Strike 1: Talk to Colorado Buffaloes football fans and mention the names of Dan Hawkins and Deion Sanders. You’re going to get polar opposite reactions. Simply put, CU fans see Hawkins as a loser, and Deion as a winner.

But it’s not that simple. Strip away the hype and the emotion, and there are definite similarities, both good and bad.

Hawkins coached the Buffs for almost five seasons, compiling a record of 19-39 (32.75%) after arriving from a successful run at Boise State with much fanfare, but saddled with substandard facilities and support. In five seasons with those Broncos, he won four conference titles, went to four bowl games and won two of them. He was a hot commodity when CU lured him away.

After a rough first year, the Buffs upset third-ranked Oklahoma in Boulder in year two and earned a bid to the Independence Bowl, where they lost to Nick Saban’s first Alabama squad.

Things went downhill after that.

The losing was tough enough to swallow, but what made things even worse was the visual of Hawkins bringing in his son Cody to be CU’s starting quarterback. Cody became a lightning rod for criticism. He put up nice individual stats, but that never translated to wins. Yet he’s still comfortably in third place among CU all-time passing leaders, ahead of guys like Joel Klatt, Koy Detmer and Kordell Stewart.

The Hawkins father-son/QB combo will never ever be revered in Boulder.

Fast forward more than a decade and Sanders first year as the head football coach at the University of Colorado, when the team was 4-8 (33.3%) will be remembered forever for a lot of reasons, including the tremendous impact the Hall of Famer had on the program financially and from an attention standpoint, even though it was just as unsuccessful on the field.

This also includes of course Sanders’ son Shedeur as the Buffs starting quarterback.

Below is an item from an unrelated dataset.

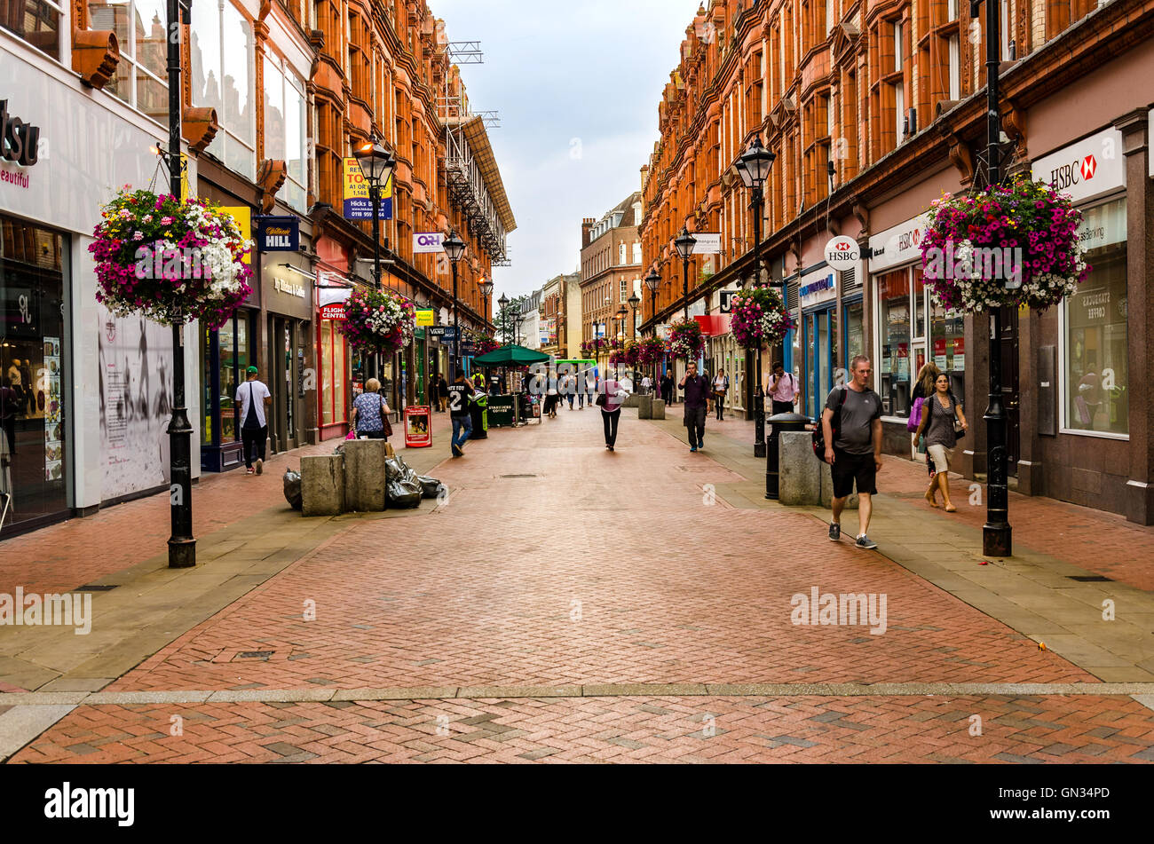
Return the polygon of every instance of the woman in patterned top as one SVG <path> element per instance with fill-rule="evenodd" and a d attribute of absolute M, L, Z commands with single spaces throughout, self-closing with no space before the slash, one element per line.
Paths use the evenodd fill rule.
<path fill-rule="evenodd" d="M 369 378 L 365 383 L 365 392 L 353 401 L 353 429 L 358 438 L 388 440 L 384 423 L 391 413 L 381 395 L 381 382 Z"/>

The comparison is right there.

You don’t have to be an NFL scout to see that Shedeur is a far more talented quarterback than Cody Hawkins ever was. But being the coach’s son/QB still brings an extra layer of attention. If you’re a Sanders, attention is what you’re all about. But not all of it’s good.

Like Cody, Shedeur put up good stats as the Buffs signal caller, but not a lot of wins.

Regardless, the Sanders father-son/QB tandem IS currently revered by CU faithful. Could that standing could be in any danger?

Fact of the matter is, there’s a not-so-good element of “Daddy Ball 2.0” going on in Boulder, as displayed most recently by the Louis Vuitton Paris modeling episode. Last week, Shedeur and his brother Shilo skipped the Buffs first team meeting of the year – with Deion’s blessing – to travel to Paris to do some runway modeling (presumably as part of their lucrative NIL deals.) The move has been criticized by friends and foes alike as sending the wrong message.

Those criticisms mean nothing to Deion. He’s far more worried about what other coaches are saying about him. Still, it’s more than fair to ask if the same “blessing” would have been given to any of the CU players who were not related to the head coach?

Don’t forget, last season ended with acclaimed offensive coordinator Sean Lewis quitting as the Buffs play caller with four games to go due to the special treatment the son/QB was getting. This included Shedeur’s personal quarterback coach being involved with team meetings and game plans, not running the plays that Lewis was sending in, and reportedly holding on to the ball too long when he should have been throwing it away in order to keep up his completion percentage. (By the way, these are the same things that Russell Wilson was reportedly doing under Nathaniel Hackett in 2022 that drew the ire of Denver Broncos followers.)

As soon as the season ended, Lewis, offensive line coach Bill O’Boyle, and tight ends coach Tim Brewster all resigned. Lewis is the new head coach at San Diego State.

Preferential treatment for star players is nothing new at any level of sports. It’s all good when the team is winning. Still, “the coaches kid” always has and always will carry with it a negative connotation. When you’re 4-8, allowing your son(s) to do things other players wouldn’t be allowed to do is the kind of thing that can turn a difficult situation into something much worse.